WWW 2016 Tutorial: Automatic Entity Recognition and Typing in Massive Text Corpora

In today's computerized and information-based society, we are soaked with vast amounts of natural language text data, ranging from news articles, product reviews, advertisements, to a wide range of user-generated content from social media. To turn such massive unstructured text data into actionable knowledge, one of the grand challenges is to gain an understanding of entities and the relationships between them. In this tutorial, we introduce data-driven methods to recognize typed entities of interest in different kinds of text corpora (especially in massive, domain-specific text corpora). These methods can automatically identify token spans as entity mentions in text and label their types (eg, people, product, organization) in a scalable way. We demonstrate on real datasets including news articles and yelp reviews how these typed entities aid in knowledge discovery and management.

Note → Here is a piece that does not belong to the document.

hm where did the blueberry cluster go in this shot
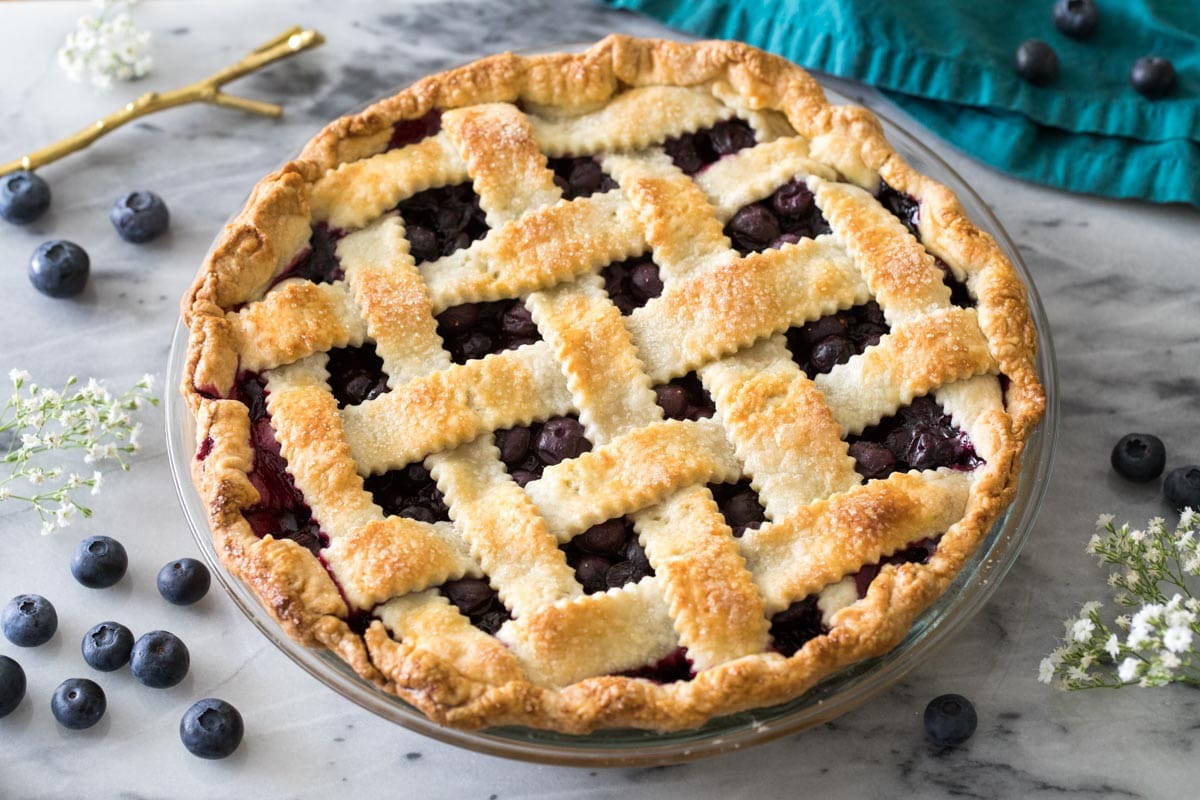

Xiang Ren1, Ahmed El-Kishky1, Chi Wang2, Jiawei Han1

University of Illinois at Urbana Champaign1, Microsoft Research2

Outline

  1. Introduction to entity recognition and typing.
  2. Entity recognition: An overview and phrase-mining approaches
  3. Entity typing: An overview and network mining approach
  4. Trends and research problems

Slides

[PDF][PPT]

Code

[ClusType][SegPhrase][TopMine][PLE]

Publications

Presenters


Xiang Ren, Ph.D. candidate, Department of Computer Science, Univ. of Illinois at Urbana-Champaign. His research focuses on knowledge acquisition from text data and mining linked data. In 2016, he received a Google PhD Fellowship for his work in Structured Data and Database Managment. He is the recipient of C. L. and Jane W.-S. Liu Award and Yahoo!-DAIS Research Excellence Gold Award in 2015. He received Microsoft Young Fellowship from Microsoft Research Asia in 2012.

Ahmed El-Kishky, Ph.D. candidate, Department of Computer Science, Univ. of Illinois at Urbana-Champaign. His research interests include mining large unstructured data, text mining, and network mining. He is the recipient of both the National Science Foundation Graduate Research Fellowship as well as National Defense Science and Engineering Fellowship.

Chi Wang (Ph.D. UIUC, 2014), researcher at Microsoft Research, Redmond, Washington. He has been researching into discovering knowledge from unstructured and linked data, such as topics, concepts, relations, communities and social influence. His book Mining Latent Entity Structures is published by Morgan Claypool Pub., 2015, in the series of Synthesis Lectures on Data Mining and Knowledge Discovery. He is a winner of Microsoft Research Graduate Research Fellowship.

Jiawei Han, Abel Bliss Professor, Department of Computer Science, Univ. of Illinois at Urbana-Champaign. His research areas encompass data mining, data ware-housing, information network analysis, and database systems, with over 600 conference and journal publications. He is Fellow of ACM and Fellow of IEEE, and received ACM SIGKDD Innovation Award (2004), IEEE Computer Society Technical Achievement Award (2005), and IEEE Computer Society W. Wallace McDowell Award (2009). His co-authored textbook "Data Mining: Concepts and Techniques", 3rd ed., (Morgan Kaufmann, 2011) has been adopted popularly world-wide.